Selon les aveux, les hommes pendant son règne s'occupent des tâches ménagères et des enfants, tandis que les femmes ont le pouvoir politique et décident du sort de la communauté.
La légende dit que la reine a placé des tâches presque impossibles sur les hommes. Selon la confession, les hommes ont finalement organisé un plan contre elle: Ils ont creusé une fosse profonde et l'ont couverte de peau animale, sur laquelle ils ont établi son trône. Lorsqu'elle s'assit, elle tomba dans la fosse, mais avant de disparaître, on lui dit qu'elle aurait laissé les femmes de la tribu avec un dernier message - pour n'accepter que l'autorité des hommes.

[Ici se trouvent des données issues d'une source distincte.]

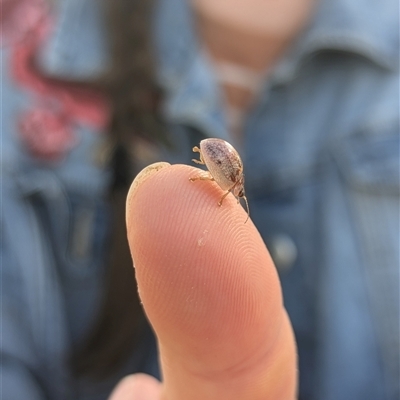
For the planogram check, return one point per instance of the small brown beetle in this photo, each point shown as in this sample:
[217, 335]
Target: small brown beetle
[224, 167]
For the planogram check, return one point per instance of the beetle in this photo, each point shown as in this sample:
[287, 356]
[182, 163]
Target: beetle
[225, 167]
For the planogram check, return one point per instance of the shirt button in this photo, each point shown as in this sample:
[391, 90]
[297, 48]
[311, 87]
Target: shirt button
[283, 251]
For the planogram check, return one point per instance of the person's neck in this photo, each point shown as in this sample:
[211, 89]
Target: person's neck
[251, 33]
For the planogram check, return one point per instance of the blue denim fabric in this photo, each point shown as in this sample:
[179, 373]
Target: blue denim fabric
[321, 156]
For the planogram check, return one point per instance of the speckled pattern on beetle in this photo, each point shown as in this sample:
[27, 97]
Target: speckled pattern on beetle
[225, 167]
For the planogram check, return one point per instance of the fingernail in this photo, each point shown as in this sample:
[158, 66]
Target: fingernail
[143, 175]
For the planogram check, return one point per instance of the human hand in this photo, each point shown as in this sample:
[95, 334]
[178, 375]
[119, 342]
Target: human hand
[210, 291]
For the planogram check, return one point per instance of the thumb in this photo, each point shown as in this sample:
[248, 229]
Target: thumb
[209, 289]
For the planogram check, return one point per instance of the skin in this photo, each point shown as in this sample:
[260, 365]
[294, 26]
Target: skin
[205, 278]
[210, 291]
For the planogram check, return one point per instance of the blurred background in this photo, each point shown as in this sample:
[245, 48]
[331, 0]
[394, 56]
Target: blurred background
[94, 90]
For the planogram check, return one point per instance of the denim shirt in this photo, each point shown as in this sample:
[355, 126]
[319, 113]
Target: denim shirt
[54, 219]
[321, 156]
[321, 160]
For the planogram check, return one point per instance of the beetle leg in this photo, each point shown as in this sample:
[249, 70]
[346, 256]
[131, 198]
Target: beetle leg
[223, 197]
[197, 150]
[206, 177]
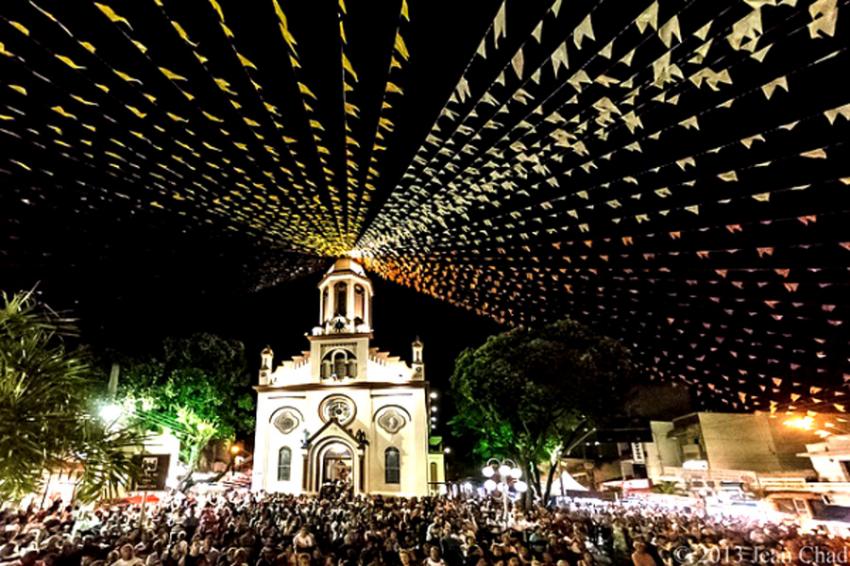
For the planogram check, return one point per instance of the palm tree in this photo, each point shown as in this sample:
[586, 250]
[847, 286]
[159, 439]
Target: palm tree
[47, 420]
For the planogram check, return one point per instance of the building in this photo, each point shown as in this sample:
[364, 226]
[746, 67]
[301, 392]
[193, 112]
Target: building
[830, 458]
[343, 413]
[436, 467]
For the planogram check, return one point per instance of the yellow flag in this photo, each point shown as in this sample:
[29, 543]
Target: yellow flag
[110, 13]
[67, 60]
[126, 77]
[304, 89]
[769, 88]
[245, 61]
[172, 75]
[218, 10]
[499, 25]
[824, 17]
[346, 64]
[648, 17]
[401, 47]
[584, 30]
[670, 30]
[182, 33]
[834, 113]
[62, 112]
[20, 27]
[559, 59]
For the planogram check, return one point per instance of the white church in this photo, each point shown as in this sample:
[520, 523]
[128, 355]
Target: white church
[343, 413]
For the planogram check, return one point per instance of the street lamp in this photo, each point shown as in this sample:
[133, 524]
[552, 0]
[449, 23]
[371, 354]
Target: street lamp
[503, 477]
[808, 423]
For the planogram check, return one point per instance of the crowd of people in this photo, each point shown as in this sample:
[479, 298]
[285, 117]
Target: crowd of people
[240, 528]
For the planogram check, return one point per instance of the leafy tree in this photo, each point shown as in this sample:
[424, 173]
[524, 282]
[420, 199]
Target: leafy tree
[47, 420]
[197, 386]
[529, 393]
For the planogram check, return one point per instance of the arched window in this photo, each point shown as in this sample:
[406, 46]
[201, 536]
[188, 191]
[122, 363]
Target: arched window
[341, 295]
[340, 360]
[359, 302]
[339, 364]
[392, 466]
[284, 464]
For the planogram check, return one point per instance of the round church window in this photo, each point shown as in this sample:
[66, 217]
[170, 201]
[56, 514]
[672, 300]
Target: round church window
[391, 421]
[286, 421]
[339, 408]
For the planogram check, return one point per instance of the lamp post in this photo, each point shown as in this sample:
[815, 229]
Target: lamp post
[809, 424]
[503, 476]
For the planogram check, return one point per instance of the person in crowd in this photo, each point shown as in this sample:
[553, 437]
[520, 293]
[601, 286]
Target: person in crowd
[238, 528]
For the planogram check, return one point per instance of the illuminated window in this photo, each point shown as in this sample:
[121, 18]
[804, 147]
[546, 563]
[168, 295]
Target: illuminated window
[359, 302]
[338, 364]
[392, 466]
[341, 291]
[284, 464]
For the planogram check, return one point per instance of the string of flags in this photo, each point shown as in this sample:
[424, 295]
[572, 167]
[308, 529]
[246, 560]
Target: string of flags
[673, 173]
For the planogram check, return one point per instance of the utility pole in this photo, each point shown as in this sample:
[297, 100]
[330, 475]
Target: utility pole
[112, 388]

Aujourd'hui encore, cette histoire reste un symbole de la solidarité et de la force des femmes. En temps de sécheresse ou de difficultés, les femmes de la communauté se rassemblent sous des arbres saints MokconisaElle est traditionnellement liée à la mémoire de la reine. Là, ils chantent, prient et accomplissent des rituels pour demander la pluie et renforcer le sentiment de la communauté.
Ainsi, dans la culture oromo, la beauté, la sagesse et la force des femmes continuent d'être transmises de génération en génération, restant l'un des piliers les plus importants de l'identité de ce peuple.